# Geometry/statistics problem

1. Nov 15, 2014

### ManuelCalavera

Hi,

I'm not sure if this is the right forum to put this question in as it's not a homework problem but it is a math/statistics problem. I'm really not sure how to even start.

So the problem is this:
You have a square with side lengths W and circles that have diameter's that are randomly distributed according to the Gaussian distribution. You can choose the mean of the distribution but the standard dev is set. There is a minimum mean value.

You want to find the mean value of the diameter that will maximize the amount of circles you can fit in the square. The circles can't overlap and they must be whole circles. I'm almost sure it is the minimum value so I guess I just have to prove that.

My background is in engineering/physics so I don't have a first principles math education so I'm really not sure how to even begin the problem.

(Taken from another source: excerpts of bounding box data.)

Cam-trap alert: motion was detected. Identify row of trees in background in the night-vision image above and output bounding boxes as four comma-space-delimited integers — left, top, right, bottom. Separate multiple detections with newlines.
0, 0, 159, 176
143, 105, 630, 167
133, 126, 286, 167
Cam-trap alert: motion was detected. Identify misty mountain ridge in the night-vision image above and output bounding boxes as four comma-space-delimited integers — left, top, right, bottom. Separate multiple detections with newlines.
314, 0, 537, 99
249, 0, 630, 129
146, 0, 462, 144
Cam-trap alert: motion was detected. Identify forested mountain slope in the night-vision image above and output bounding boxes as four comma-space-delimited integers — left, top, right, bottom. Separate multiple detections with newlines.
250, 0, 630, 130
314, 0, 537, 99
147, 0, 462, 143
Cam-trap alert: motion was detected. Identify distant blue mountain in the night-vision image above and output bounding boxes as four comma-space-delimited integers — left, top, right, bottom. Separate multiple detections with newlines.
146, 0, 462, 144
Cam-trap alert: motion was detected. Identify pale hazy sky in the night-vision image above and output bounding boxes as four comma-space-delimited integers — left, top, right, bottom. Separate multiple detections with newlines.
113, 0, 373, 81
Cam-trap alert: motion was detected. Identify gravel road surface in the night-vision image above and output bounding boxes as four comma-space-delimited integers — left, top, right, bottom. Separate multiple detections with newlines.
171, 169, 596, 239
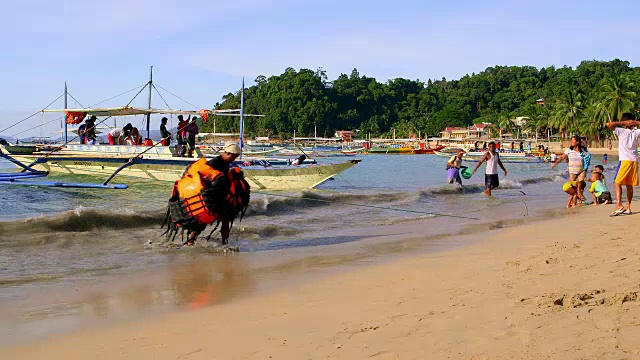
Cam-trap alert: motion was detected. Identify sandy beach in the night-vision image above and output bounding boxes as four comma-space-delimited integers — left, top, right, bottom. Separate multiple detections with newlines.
0, 206, 640, 360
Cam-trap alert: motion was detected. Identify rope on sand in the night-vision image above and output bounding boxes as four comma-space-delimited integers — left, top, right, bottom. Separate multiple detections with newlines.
252, 191, 480, 220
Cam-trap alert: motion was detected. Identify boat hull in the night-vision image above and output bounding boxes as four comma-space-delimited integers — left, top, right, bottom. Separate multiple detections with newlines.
12, 155, 360, 190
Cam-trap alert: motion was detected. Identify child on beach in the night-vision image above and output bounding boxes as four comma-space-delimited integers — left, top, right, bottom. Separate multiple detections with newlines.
589, 171, 613, 205
562, 181, 578, 209
473, 141, 507, 197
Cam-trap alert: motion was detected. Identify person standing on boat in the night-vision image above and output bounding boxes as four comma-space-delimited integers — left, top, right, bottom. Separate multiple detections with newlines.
107, 128, 124, 145
176, 115, 191, 157
84, 115, 97, 145
160, 117, 171, 146
447, 151, 465, 186
122, 123, 133, 139
78, 119, 89, 144
185, 116, 200, 157
473, 141, 507, 196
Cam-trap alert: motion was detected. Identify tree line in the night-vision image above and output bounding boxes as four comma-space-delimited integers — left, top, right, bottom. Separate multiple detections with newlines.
203, 59, 640, 139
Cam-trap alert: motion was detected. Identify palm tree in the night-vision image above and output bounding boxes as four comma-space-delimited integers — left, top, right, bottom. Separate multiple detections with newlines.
580, 74, 638, 141
549, 90, 584, 132
498, 115, 513, 137
598, 74, 638, 121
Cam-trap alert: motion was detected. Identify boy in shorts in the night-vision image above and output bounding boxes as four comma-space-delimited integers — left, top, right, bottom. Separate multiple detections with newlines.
589, 170, 613, 205
473, 141, 507, 196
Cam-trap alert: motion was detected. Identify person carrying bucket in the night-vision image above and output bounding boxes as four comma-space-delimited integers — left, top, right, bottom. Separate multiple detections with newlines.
447, 150, 468, 186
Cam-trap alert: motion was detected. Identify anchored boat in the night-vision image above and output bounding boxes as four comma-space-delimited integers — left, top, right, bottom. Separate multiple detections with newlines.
0, 69, 360, 190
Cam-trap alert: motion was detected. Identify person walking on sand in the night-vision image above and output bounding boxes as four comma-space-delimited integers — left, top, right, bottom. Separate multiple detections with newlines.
447, 150, 465, 186
607, 113, 640, 216
551, 135, 591, 201
473, 141, 507, 196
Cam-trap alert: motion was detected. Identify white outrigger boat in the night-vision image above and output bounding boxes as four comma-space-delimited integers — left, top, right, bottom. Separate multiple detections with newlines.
435, 147, 545, 164
0, 69, 360, 190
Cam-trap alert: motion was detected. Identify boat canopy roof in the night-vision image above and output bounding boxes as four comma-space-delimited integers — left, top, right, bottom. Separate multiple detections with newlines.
42, 106, 263, 116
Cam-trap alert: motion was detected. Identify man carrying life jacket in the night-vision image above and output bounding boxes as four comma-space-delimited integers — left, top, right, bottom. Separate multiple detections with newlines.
162, 143, 250, 245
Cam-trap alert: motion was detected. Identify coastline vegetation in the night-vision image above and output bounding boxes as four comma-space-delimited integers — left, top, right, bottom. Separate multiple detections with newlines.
203, 59, 640, 140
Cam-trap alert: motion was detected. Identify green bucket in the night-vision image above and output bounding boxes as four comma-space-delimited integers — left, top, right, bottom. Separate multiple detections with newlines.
460, 167, 473, 179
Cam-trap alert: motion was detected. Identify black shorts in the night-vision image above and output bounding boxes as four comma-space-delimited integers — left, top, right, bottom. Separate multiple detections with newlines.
596, 192, 613, 204
484, 174, 500, 189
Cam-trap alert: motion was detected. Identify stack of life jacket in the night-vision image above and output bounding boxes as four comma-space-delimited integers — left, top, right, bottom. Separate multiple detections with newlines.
162, 158, 251, 241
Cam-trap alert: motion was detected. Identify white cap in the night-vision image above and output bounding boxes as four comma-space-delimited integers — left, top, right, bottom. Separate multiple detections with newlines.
223, 143, 242, 155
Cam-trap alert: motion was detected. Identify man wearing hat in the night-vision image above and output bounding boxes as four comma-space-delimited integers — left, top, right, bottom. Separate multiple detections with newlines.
186, 143, 241, 245
207, 142, 242, 174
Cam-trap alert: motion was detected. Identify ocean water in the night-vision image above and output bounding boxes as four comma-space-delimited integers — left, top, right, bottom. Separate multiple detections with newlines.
0, 155, 613, 341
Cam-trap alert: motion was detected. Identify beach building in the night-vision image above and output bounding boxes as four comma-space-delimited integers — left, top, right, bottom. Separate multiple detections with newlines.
440, 123, 491, 140
334, 130, 356, 142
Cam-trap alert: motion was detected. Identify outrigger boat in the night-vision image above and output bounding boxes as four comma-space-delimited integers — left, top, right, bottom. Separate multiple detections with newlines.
0, 69, 360, 190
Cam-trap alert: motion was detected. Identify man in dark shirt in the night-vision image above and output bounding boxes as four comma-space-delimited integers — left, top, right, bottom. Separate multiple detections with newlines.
160, 117, 171, 146
185, 116, 200, 157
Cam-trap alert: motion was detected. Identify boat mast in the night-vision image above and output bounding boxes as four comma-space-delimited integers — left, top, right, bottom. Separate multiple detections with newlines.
147, 66, 153, 139
64, 81, 69, 144
239, 76, 244, 155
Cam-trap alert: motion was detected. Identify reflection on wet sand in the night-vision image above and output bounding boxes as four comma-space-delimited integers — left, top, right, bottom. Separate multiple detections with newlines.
0, 254, 256, 345
170, 255, 255, 308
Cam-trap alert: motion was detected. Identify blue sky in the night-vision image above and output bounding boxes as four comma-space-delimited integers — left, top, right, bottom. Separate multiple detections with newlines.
0, 0, 640, 136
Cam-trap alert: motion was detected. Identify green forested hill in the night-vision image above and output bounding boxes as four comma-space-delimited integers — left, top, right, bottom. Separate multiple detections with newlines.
203, 59, 640, 137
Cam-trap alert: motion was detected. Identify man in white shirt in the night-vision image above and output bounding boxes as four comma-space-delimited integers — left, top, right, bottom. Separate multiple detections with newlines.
607, 113, 640, 216
107, 128, 124, 145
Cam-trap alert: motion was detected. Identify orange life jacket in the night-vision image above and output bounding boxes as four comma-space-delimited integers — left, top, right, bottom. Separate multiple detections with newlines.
172, 158, 224, 224
162, 158, 251, 241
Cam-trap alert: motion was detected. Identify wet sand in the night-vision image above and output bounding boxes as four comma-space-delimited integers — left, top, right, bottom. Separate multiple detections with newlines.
0, 206, 640, 359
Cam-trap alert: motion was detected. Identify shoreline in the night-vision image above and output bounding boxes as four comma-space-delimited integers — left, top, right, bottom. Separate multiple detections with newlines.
0, 197, 565, 349
6, 206, 640, 359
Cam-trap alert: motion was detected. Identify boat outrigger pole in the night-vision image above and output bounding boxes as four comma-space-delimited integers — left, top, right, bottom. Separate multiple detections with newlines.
147, 66, 153, 139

Thanks for any help (and sorry if this is in the wrong place)

2. Nov 15, 2014

### Ray Vickson

There are several issues at fault with your formulation, but perhaps they can be corrected, or at least, clarified.
(1) By "quantity of circles", do you mean number of circles, or total area covered by circles?
(2) Are all the circles (a) identical in size, or (b) are they a random sample of independently-chosen circles that are all drawn from the same Gaussian distribution of radius?
(3) If the circles' radii are random, the area covered is a random quantity, so what can you possibly mean by maximizing it? A similar objection occurs if you want to maximize the number of circles that fit in the square.